The Geometry of Statistical Data and Information: A Large Deviation Perspective
For researchers in information geometry and probability theory, this work provides a new geometric perspective on statistical data and connects two foundational concepts, though it is largely theoretical and incremental.
This paper uses large deviation theory to study the geometry of data spaces (empirical mean values) rather than probability distributions. It shows that the Fisher-Rao metric makes the space of empirical singleton frequencies spherical under i.i.d., but this breaks down for pairwise statistics, and identifies information projection in information geometry with that in Kolmogorov's probability theory.

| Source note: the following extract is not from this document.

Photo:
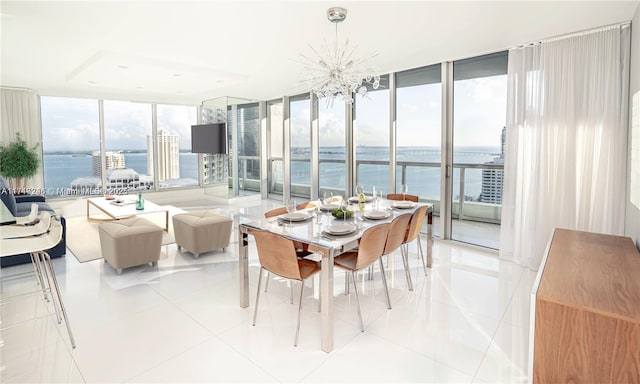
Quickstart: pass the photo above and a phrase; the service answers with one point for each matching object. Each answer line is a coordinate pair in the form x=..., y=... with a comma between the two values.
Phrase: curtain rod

The manifold of empirical mean values of statistical data ad infinitum has a geometric shape that depends on the probability measure that governs the generating model. Large deviation theory produces entropy functions that depend on both the probability measure and the statistical data; we use entropy to study the geometry of the data space rather than that of the space of probability distributions. It is well known, since Rao's work, that the Fisher-Rao metric makes the probability simplex into a sphere. From our perspective, that result translates to the space of empirical singleton counting frequencies under an i.i.d. assumption. Following our ideas and going beyond i.i.d., the choice of measure curves the space. When we study the pairwise statistics, the spherical geometry breaks down entirely. We show that the information projection, defined in information geometry as divergence minimization, coincides with the information projection in Kolmogorov's probability theory. This identification holds under both i.i.d. and Markovian assumptions and connects information geometry to the foundations of probability theory.